Aluminum and its alloys have good thermal conductivities, ranging from 160-210 W/mK. However, aluminum tends to be susceptible to corrosion or pitting from impurities in unpurified water. Even with a glycol solution in distilled water, both EG and PG form acidic compounds under oxidation in aluminum. This can cause corrosion to wetted surfaces and the formation of organic acid byproducts. Prevention methods include the addition of corrosion inhibitors to the fluid, or applying surface treatments to the wetted surfaces, such as anodizing aluminum.
Copper and copper nickel alloys have good resistance against corrosion and a natural resistance to biological growth. As with aluminum, corrosion inhibitors should be employed to avoid acidic corrosion.
SWetted surfaces on the pump, including the seals, must be compatible with both the fluid and the expected operating conditions. Galvanic corrosion in systems using different wetted metals can create additional issues including pump seal failure and leaking of toxic fluids.
Cost Considerations
Tap water is the most readily available and lowest cost option, and purified water will be costlier depending on the purity type and level required.

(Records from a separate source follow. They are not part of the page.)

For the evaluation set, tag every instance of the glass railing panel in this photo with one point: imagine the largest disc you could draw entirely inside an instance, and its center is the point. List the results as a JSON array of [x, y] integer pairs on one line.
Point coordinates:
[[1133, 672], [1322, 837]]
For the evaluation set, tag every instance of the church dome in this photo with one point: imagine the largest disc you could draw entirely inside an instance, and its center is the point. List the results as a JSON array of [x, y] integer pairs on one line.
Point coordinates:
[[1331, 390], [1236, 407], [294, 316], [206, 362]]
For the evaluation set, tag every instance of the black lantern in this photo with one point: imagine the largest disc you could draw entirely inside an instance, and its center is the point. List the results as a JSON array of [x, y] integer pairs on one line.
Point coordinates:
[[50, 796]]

The costs of maintenance associated with a particular type of coolant can be worth noting. This would include filtration, ionization beds, cathodic protection, and top-off from evaporated or leaked fluid. Disposal is another factor – tap or purified water can typically be disposed of in regular drainage, but water mixed with alcohols, other organics, or any organic fluid at all will normally require other disposal methods. Coolants that require periodic flushing and recharging during their lifetime, as well as solutions that must be handled at the end of a system’s life, may have disposal costs that exceed the initial cost of the coolant.
Over time, in an imperfectly closed system (leaks in the seams or seals), the fluid levels can be expected to decrease. Addition of a water/coolant mix to top off fluid levels should involve specifically controlled concentrations of coolant to match the existing system fluid. However, glycols can break down over time into organic acids – measurement of system fluid pH and detection of solid and biological contamination can indicate that changing the coolant solution is required.
Conclusion
There are many types of cooling fluids available to satisfy application requirements. Selecting the right coolant for an application requires an understanding of the characteristics and thermophysical properties of the fluid, including performance, compatibility, and maintenance factors. Ideally, the coolant fluid would be an inexpensive and nontoxic liquid with exceptional thermophysical properties and a long operating life. Each coolant option exhibits different properties, such as thermal conductivity, specific heat, and thermal stability, along with specific advantages, but their usage will ultimately depend on their reliability and economics.